Gnome-shell getting killed with no coredump, artifacting with workaround fix 🤧

Hello everyone :wave:

I’m experiencing an issue where my gnome-shell process is being killed (by the kernel?). No coredump or useful information in either system journal or the wayland user service’s journal. No memory exhaustion or other kernel issues either.

journalctl logs:

Aug 11 23:52:49 suse-pc pipewire[7352]: pw.node: (alsa_output.usb-Topping_DX3_Pro_-00.HiFi__Headphones__sink-54) graph xrun (0 suppressed)
Aug 11 23:52:56 suse-pc nautilus[16304]: Error reading events from display: Broken pipe
Aug 11 23:52:56 suse-pc WebExtensions[12343]: Error reading events from display: Broken pipe
Aug 11 23:52:56 suse-pc transmission-gtk.desktop[16594]: Gdk-Message: 18:22:56.841: Error reading events from display: Broken pipe
Aug 11 23:52:56 suse-pc gnome-shell[11720]: (EE) failed to read Wayland events: Broken pipe
Aug 11 23:52:56 suse-pc tilix[11345]: Error reading events from display: Broken pipe
Aug 11 23:52:56 suse-pc thunderbird-bin[12207]: Error reading events from display: Broken pipe
Aug 11 23:52:56 suse-pc xdg-desktop-por[11216]: Error reading events from display: Broken pipe
Aug 11 23:52:56 suse-pc gsd-media-keys[7041]: Error reading events from display: Broken pipe
Aug 11 23:52:56 suse-pc gsd-color[7026]: Error reading events from display: Broken pipe
Aug 11 23:52:56 suse-pc gsd-keyboard[7037]: Error reading events from display: Broken pipe
Aug 11 23:52:56 suse-pc gsd-power[7046]: Error reading events from display: Broken pipe
Aug 11 23:52:56 suse-pc gsd-wacom[7119]: Error reading events from display: Broken pipe
Aug 11 23:52:56 suse-pc xdg-desktop-por[11254]: Error reading events from display: Broken pipe
Aug 11 23:52:56 suse-pc systemd[6182]: org.gnome.SettingsDaemon.Color.service: Main process exited, code=exited, status=1/FAILURE
Aug 11 23:52:56 suse-pc evolution-alarm[7079]: Error reading events from display: Broken pipe
Aug 11 23:52:56 suse-pc systemd[6182]: org.gnome.SettingsDaemon.Keyboard.service: Main process exited, code=exited, status=1/FAILURE
Aug 11 23:52:56 suse-pc systemd[6182]: org.gnome.Shell@wayland.service: Main process exited, code=killed, status=9/KILL

org.gnome.Shell@wayland.service logs:

Aug 11 23:46:39 suse-pc gnome-shell[6474]: Received error from D-Bus search provider firefox.desktop: Gio.DBusError: GDBus.Error:org.freedesktop.DBus.Error.ServiceUnknown: The name org.mozilla.firefox.SearchProvider was not provided by any .service files
Aug 11 23:52:56 suse-pc gnome-shell[11720]: (EE) failed to read Wayland events: Broken pipe
Aug 11 23:52:56 suse-pc systemd[6182]: org.gnome.Shell@wayland.service: Main process exited, code=killed, status=9/KILL
Aug 11 23:52:57 suse-pc systemd[6182]: org.gnome.Shell@wayland.service: Failed with result 'signal'.
Aug 11 23:52:57 suse-pc systemd[6182]: org.gnome.Shell@wayland.service: Triggering OnFailure= dependencies.
Aug 11 23:52:57 suse-pc systemd[6182]: org.gnome.Shell@wayland.service: Consumed 23min 59.621s CPU time.

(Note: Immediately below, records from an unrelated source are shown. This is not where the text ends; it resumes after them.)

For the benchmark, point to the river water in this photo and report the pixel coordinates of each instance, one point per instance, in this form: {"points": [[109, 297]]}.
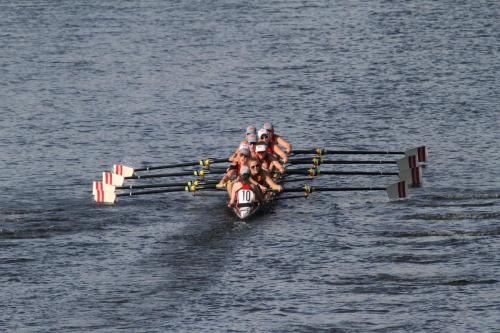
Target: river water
{"points": [[85, 84]]}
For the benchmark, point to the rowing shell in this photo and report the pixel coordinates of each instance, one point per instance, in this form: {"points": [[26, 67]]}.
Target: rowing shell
{"points": [[247, 207]]}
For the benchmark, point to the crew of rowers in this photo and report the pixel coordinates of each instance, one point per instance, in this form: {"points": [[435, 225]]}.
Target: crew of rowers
{"points": [[257, 158]]}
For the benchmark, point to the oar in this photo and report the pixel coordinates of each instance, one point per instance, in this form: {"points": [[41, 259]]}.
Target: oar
{"points": [[114, 179], [100, 186], [406, 162], [128, 171], [107, 194], [397, 190], [319, 161], [412, 176], [420, 152], [316, 172], [111, 197]]}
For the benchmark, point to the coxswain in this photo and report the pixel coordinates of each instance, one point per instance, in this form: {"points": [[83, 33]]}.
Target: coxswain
{"points": [[275, 139], [268, 161], [243, 183], [262, 178], [274, 149]]}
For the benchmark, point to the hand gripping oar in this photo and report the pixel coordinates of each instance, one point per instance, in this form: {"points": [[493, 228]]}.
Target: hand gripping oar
{"points": [[397, 190], [420, 152], [128, 171]]}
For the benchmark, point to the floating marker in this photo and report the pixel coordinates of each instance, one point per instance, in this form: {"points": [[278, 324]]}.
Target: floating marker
{"points": [[105, 197], [123, 170], [398, 190], [111, 178], [420, 152], [412, 176], [100, 186], [407, 162]]}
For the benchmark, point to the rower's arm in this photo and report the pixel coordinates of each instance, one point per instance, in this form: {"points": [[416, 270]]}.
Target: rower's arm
{"points": [[285, 144], [278, 166], [275, 163], [277, 150], [234, 190]]}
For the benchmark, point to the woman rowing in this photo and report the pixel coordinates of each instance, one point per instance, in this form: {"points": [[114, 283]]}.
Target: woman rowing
{"points": [[267, 160], [234, 169], [261, 178], [272, 148], [250, 138], [243, 183]]}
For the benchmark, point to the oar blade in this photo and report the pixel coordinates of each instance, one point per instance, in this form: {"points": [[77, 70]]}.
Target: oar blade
{"points": [[103, 197], [397, 190], [412, 176], [112, 178], [100, 186], [420, 152], [123, 170]]}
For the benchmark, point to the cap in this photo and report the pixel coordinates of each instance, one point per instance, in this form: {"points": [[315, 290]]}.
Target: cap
{"points": [[251, 130], [268, 126], [244, 170], [262, 132], [252, 138], [261, 147], [244, 151]]}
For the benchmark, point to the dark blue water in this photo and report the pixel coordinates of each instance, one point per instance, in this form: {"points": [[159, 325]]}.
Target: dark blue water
{"points": [[88, 84]]}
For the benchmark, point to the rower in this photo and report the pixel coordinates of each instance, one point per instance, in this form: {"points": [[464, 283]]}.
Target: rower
{"points": [[267, 160], [262, 178], [249, 132], [277, 140], [243, 183], [234, 168], [274, 149], [252, 143]]}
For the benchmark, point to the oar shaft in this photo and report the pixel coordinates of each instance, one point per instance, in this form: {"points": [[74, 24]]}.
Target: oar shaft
{"points": [[167, 190], [341, 173], [310, 160], [334, 189], [160, 175], [347, 152], [132, 187], [358, 173], [180, 165]]}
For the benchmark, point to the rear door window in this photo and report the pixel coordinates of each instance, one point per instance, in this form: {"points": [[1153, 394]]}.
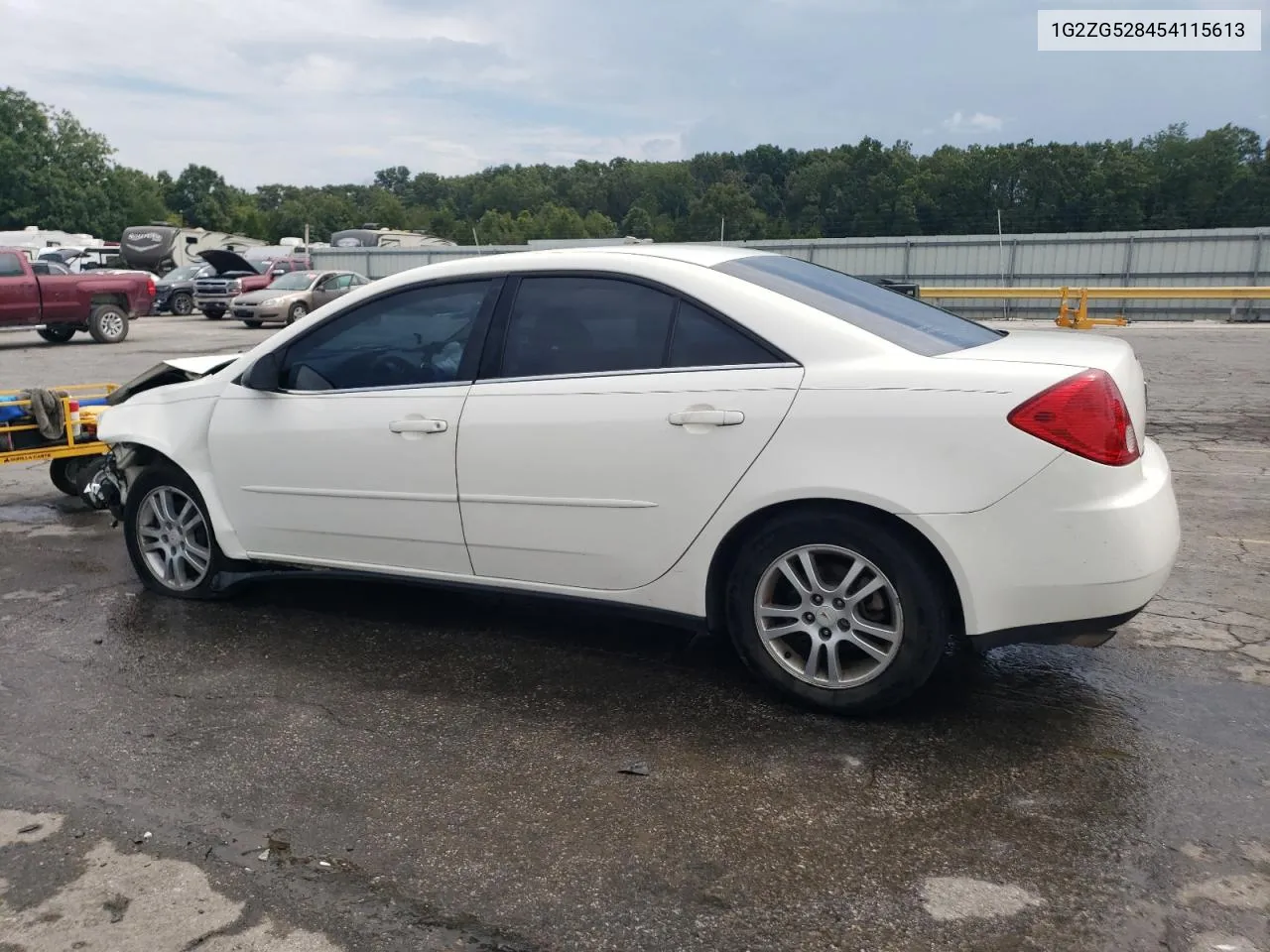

The problem started after upgrading to Linux kernel 6.10.3 and gnome-shell version 46.3.1. I’m not entirely sure which caused the issue to surface but I was able to confirm rolling back the update fixed it.

As per this gitlab issue, I have added the environment variable MUTTER_DEBUG_KMS_THREAD_TYPE=user to ~/.config/environment.d/00-gnome_fixes.conf and did the update again. Now gnome-shell does not crash but there is some artifacting in gnome various apps like console, calculator, chrome (with discourse open in a new tab) when I have Youtube videos playing in Chrome or Firefox for example. Appears whenever the GPU is taxed I suppose.

Is there a workaround for the workaround? :pleading_face:

And you’re certain you were not low on memory? SIGKILL is almost always a memory pressure kill.

(But maybe gnome-shell exceeded some other resource limit?)

1 Like

If gnome-shell gets killed and MUTTER_DEBUG_KMS_THREAD_TYPE=user helps, the reason for it getting killed almost certainly was the RT KMS thread being stalled for too long, usually somewhere in the driver. So that’s probably related to the kernel update more than the shell update.

I have sysstat/SAR running on my machine and was able to confirm it was not normal memory exhaustion and the OOM killer was not triggered, perhaps VRAM exhaustion? :thinking:

Would a fix be forthcoming from gnome to be more resilient to these types of issues or should I file a bug report with kernel.org?

It helps but introduced some artifacts, how could that be happening? Not familiar at all with graphics stuff, I know just enough to decipher by RT KMS you meant realtime kernel modesetting. Don’t understand why gnome-shell needs realtime KMS by default but works without it with this setting or why these artifacts happen.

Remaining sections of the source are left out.